Ainosuke choć widział co się przed nim działo to nie mógł w to uwierzyć. Po raz pierwszy w życiu czuł się, aż tak bezsilny. Cała jego władza, siła oraz pieniądze nie były w stanie teraz nic zrobić. Całe jego szczęście spoczywało w rękach ratowników medycznych, którzy kontrolowali funkcje życiowe jego ukochanego. Gdyby mężczyzna wiedział, że coś takiego się wydarzy, to nigdy nie podjąłby tych kroków. Nie były one warte widoku zakrwawionego garnitury, coraz wolniej unoszącej się klatki piersiowej, bladej twarzy i możliwości odejścia z tego świata.

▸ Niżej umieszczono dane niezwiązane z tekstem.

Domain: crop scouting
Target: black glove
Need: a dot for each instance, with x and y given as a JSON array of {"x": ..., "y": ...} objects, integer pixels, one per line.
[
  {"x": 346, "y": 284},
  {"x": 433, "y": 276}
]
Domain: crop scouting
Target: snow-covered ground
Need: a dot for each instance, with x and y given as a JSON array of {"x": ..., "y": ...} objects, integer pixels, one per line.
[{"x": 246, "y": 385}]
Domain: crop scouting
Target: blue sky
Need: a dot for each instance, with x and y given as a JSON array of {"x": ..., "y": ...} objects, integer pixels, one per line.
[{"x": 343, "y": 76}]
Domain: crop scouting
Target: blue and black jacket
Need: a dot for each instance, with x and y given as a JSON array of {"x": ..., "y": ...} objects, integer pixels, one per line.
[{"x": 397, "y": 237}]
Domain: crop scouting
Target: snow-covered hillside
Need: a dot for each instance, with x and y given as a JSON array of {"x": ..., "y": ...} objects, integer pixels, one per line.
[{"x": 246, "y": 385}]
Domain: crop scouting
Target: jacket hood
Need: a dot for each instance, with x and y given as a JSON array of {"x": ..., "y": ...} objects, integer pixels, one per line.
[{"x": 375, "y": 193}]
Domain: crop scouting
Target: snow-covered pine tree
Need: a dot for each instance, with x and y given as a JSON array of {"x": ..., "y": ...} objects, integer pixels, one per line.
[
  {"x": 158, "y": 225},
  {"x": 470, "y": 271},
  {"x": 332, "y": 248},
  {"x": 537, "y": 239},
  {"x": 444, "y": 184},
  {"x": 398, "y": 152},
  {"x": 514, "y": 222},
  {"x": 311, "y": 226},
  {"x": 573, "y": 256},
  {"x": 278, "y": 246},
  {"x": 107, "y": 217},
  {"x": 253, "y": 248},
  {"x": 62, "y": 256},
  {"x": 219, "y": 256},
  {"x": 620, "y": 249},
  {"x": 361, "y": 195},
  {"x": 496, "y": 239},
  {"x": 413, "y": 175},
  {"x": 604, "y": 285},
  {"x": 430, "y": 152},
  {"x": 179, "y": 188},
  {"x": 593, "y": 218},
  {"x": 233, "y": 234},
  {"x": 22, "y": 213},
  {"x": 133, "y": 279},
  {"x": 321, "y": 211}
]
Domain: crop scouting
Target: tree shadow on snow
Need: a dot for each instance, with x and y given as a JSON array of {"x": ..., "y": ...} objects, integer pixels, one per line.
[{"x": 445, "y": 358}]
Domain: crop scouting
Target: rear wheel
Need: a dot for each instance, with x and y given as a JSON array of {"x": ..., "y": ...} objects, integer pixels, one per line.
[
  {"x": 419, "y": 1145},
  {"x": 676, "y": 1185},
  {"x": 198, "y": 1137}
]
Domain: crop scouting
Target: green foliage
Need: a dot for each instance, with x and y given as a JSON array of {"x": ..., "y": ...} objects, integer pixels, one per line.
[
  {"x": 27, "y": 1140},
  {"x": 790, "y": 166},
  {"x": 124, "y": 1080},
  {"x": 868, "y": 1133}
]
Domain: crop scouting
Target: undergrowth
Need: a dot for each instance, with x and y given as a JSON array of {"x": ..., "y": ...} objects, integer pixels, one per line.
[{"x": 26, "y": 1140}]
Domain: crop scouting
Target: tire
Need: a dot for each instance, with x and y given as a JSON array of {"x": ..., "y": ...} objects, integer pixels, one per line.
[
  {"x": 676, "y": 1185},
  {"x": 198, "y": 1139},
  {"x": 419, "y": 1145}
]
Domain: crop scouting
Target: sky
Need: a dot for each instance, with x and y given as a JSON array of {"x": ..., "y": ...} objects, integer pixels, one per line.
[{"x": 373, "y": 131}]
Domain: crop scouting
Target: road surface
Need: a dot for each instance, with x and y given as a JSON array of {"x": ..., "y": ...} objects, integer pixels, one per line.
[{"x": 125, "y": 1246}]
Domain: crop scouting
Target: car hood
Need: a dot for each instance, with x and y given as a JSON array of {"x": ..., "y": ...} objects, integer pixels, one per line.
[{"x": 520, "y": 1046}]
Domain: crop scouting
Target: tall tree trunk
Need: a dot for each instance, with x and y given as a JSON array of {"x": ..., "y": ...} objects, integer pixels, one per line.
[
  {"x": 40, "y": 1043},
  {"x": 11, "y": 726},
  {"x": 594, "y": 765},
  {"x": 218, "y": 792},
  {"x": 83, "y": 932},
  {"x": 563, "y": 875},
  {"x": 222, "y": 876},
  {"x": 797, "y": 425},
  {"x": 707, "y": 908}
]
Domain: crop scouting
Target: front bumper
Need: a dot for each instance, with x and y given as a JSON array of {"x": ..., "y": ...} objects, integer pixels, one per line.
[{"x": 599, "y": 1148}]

Jeśli do tej pory nienawidził się, to w tym momencie nie było słów mogących określić jak bardzo gardził własną egzystencją. Chciałby być na miejscu ukochanego, ale jak to zawsze bywało między nimi – to Tadashi chronił go przed wszelkim złem oraz zgubą. To ten niepozorny teraz walczący o życie mężczyzna podnosił go i dodawał sił, a na koniec po wielu krzywdach wyciągnął dłoń i pozostał ofiarowując miłość, której Ainosuke nie otrzymał od nikogo więcej.
– Błagam – wyszeptał cicho niemal do siebie – Uratujcie go.
– Zrobimy co w naszych siłach – powiedział spokojnie ratownik medyczny i mężczyzna nie pojmował jak można było w takiej sytuacji zachowywać zimną krew.
Choć tak naprawdę on również nie baczył na cierpienie innych. Wszyscy ludzie byli wyłącznie jego pionkami na szachownicy. Nie przyjmował do serca, iż mogli czuć. Był egoistą ślepo poszukującym niedoścignionego ideału, który nigdy nie istniał. Tadashi nigdy nie był nieskazitelny i nie będzie. Był wyłącznie człowiekiem, ale jak ważnym! Cały świat Ainosuke kręcił się wokół tego niepozornego mężczyzny wiecznie kryjącego się w cieniu tak jakby światło słoneczne miało go zabić. Cierpliwie znosił każdy ból oraz obelgę rzucaną w jego stronę. Nie wiadomo skąd posiadał w sobie taką siłę. Największą tragedią dla Ainosuke był fakt, że nawet nie miał kogo błagać o uratowanie ukochanego. W głowie, sercu nie miał bogów, a jedyny w którego wierzył leżał teraz na noszach pod czujnymi spojrzeniami ratowników, którzy starali się tamować krwawienie.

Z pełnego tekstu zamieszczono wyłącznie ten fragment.